Presently, we are having a quick dinner in the Blue Lagoon Restaurant. This is a
place for comfort food, yet is a sit-down restaurant rather than a buffet. This is
a VERY nice element of the ship. A wonderful place to have simple food in a civilized
setting. My chicken sandwich should be arriving shortly. In the meantime, we are
enjoying chips and avocado dip. The Blue Lagoon is always open—the only dining option
around the clock other than room service. And, as with other restaurants, our bottle
of wine was easily retrieved, and we will enjoy the rest of it with our meal. The
music from the atrium below enhances the atmosphere. That’s another subject—there
certainly is a lot of live music on this ship.
A quick bedtime recollection of today’s visit to Palma de Mallorca.
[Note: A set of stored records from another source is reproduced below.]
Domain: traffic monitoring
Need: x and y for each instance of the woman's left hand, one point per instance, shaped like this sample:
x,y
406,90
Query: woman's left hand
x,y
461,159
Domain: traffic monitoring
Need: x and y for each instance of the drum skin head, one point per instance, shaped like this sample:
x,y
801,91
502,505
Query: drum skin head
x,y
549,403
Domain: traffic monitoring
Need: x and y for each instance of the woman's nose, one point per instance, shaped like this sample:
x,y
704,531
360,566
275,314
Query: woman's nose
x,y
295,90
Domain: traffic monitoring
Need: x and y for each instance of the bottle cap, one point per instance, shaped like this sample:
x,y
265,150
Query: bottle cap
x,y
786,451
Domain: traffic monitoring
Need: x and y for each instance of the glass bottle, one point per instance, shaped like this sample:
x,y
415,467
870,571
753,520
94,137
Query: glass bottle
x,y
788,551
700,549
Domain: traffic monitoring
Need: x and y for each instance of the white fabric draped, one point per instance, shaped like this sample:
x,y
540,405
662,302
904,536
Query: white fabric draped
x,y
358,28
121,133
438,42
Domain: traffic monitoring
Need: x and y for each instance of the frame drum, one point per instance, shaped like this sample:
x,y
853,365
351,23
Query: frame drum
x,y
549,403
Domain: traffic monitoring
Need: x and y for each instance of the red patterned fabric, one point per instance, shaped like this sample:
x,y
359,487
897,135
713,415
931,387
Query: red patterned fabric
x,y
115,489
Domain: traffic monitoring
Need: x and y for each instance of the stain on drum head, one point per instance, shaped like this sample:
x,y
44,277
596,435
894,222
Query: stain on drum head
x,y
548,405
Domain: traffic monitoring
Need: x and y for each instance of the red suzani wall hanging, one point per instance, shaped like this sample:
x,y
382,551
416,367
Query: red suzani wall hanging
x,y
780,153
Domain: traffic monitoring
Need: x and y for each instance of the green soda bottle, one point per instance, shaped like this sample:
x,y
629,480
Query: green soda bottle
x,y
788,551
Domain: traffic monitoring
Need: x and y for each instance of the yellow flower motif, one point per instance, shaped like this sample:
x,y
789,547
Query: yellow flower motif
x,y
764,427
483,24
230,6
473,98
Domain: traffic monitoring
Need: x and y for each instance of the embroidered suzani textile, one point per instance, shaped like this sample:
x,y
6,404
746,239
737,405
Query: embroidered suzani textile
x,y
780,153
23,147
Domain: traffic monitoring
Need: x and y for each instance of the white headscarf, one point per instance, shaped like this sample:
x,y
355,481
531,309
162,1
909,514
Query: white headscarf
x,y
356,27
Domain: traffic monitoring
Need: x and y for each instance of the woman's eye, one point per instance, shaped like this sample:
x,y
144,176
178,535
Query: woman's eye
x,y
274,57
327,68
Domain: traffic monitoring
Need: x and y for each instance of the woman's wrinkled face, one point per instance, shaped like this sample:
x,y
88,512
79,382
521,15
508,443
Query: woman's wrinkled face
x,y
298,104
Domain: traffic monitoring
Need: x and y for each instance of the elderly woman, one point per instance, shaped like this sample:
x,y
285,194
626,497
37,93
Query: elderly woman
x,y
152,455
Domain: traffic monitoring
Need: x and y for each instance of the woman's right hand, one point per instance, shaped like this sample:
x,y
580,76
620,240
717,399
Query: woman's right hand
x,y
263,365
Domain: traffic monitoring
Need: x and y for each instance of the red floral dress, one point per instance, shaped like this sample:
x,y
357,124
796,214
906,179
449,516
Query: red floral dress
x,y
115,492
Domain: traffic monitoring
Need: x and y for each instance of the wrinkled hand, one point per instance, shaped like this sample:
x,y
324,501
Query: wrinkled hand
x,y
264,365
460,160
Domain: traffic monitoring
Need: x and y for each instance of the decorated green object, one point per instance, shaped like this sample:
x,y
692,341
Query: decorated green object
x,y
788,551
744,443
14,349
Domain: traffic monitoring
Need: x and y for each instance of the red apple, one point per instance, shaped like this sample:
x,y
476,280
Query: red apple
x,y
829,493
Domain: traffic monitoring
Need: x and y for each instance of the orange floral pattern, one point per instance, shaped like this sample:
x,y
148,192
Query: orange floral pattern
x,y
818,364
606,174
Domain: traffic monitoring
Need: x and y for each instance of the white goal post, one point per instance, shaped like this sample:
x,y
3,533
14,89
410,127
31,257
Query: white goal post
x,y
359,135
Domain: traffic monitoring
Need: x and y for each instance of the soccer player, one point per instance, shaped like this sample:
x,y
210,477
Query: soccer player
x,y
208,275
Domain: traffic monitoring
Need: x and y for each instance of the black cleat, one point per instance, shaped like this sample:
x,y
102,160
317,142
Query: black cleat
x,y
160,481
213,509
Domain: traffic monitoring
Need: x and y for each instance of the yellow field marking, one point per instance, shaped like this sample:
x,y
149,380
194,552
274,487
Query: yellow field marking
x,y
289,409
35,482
While planning
this cruise, we figured we’d need a break from shore excursions, as those in other
ports were 8 to 10 hours long, so we didn’t book one here. It was a good decision.
We ended up buying NCL’s transfers to town, which cost $10 per person. The transfer
was good for travel to and from the ship all day long, yet we decided to use it for
only one round trip. I believe we arrived sometime around 10:30 and were back onboard
The bus left us at a promenade by the sea across the street from the landmark Almudaina
Palace and Catedral de La Seu. The palace was an amazing piece of architecture with
columns, a man-made lake with a fountain and beautiful archways. We went further
into town by foot, seeing several town squares, government buildings, and narrow
streets. A highlight was a stroll down the Passeig del Born, with its combination
of modern restaurants and old buildings along a paved pedestrian path.
I am truly going to miss this ship. The layout is good, the food was excellent, décor
fabulous, and suite amenities impeccable. To the NCL-bashers: they don’t know what
they’re missing. In all fairness, as 700 passengers did not make the sailing, we
cannot properly judge the lack of wait times we had for dinner. Yet, most passengers
still gravitated toward the buffet. This was the only area that felt crowded. We
had such a great time that we made a $250 deposit on a future cruise. We have four
years to book it. By making the future cruise deposit onboard, we received a $100
shipboard credit. That pays for our specialty dining with $25 to spare.
Goodnight, my beautiful ship. We’ll miss you.
Sunday, April 25, 2010
Our last meal on the ship—scrambled eggs for me, mushroom omelet for Neil. At 8:00,
we will be escorted off the ship by our concierge, so we have less than 45 minutes
remaining on our beautiful Norwegian Jade.
So—we ended where we began—enjoying a meal in Cagney’s.